Thursday, October 13, 2011

Tom Waits - The Heart of Saturday Night LP - German Pressing review

I own three copies of Tom Wait's The Heart of Saturday Night.  The first copy I bought was an early-1980s Asylum pressing made here in the old U.S. of A.  The second pressing I bought was for 'family' listening - it was the 180g Rhino re-issue.  The latest copy I bought is a 1990s pressing from Germany.  How different do these three version sound?

First, a little note on the actual album - The Heart of Saturday Night is Wait's second.  Lacking some of the beauty and emotional melodies of his first album, Closing Time, Heart has a gruffer, rougher sound.  While Closing Time is nostalgic memories, Heart has more of a beatnik growl.  There are signs of the future, darker Waits here - for example, check out the classic song Diamonds on my Windshield.  Anyways, there are plenty of reviews out there of this album, so check 'em out - but be sure to not miss out on this great record.

The 1980s Asylum pressing has a very organic sound that is rich and inviting.  My only gripe is the overall sound is a little 'dirty' - like a faint dirty wash over the entire soundscape.  It's like a slightly out-of-focus lense that obscures detail and treble extension.  But this really wasn't noticeable until I heard something better.

The recent 180g re-issue from Rhino was a big disappointment.  I bought this copy to use in a second stereo system, so I really wasn't expecting it to best my original.  Why is that?  I've had some problems with a number of recent re-issues.  Vinyl and mastering quality is subpar compared to the glory days when records were the medium of choice.  But the mastering on the Rhino is just plain awful - the treble is just gone, sounding like a wet blanket has been placed over my speakers.  Supposedly this has been addressed with a re-re-issue, but I haven't heard it yet.

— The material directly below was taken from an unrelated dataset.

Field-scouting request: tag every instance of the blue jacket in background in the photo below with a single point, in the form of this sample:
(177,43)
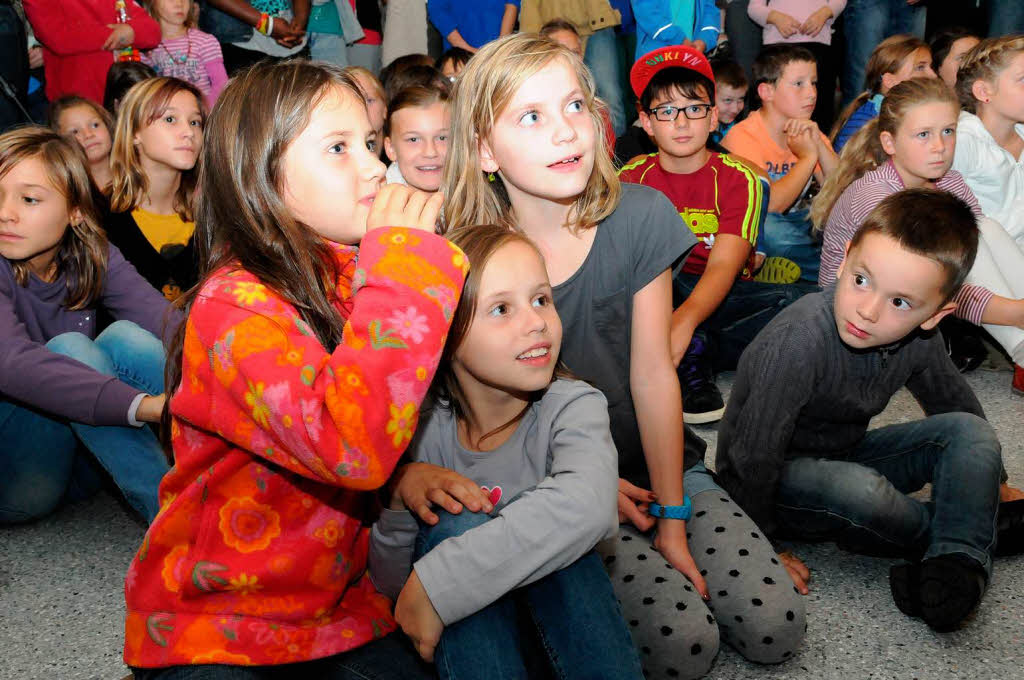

Finally we come to the 90s German re-issue.  Since my U.S. copy is in VG+ condition, I wanted something a little better.  I found a nice German copy for about the same price I would throw down for an original U.S. pressing, so why not give it a try?  I've had some good luck with German vinyl in the past, and I was not disappointed.  The quality of the vinyl is absolutely fantastic, almost meeting the standards of the Japanese for quietness and flatness. And the overall sound is really where this record shines - the detail and focus is really that much better than the U.S. copy I have.  It doesn't "sound like a different record", but I can hear more detail, a great treble extension, and the 'soundscape' has more coherence.  The qualities I'm hearing come from good mastering practices, excellent electronics, and an attention to quality that is often lacking these days.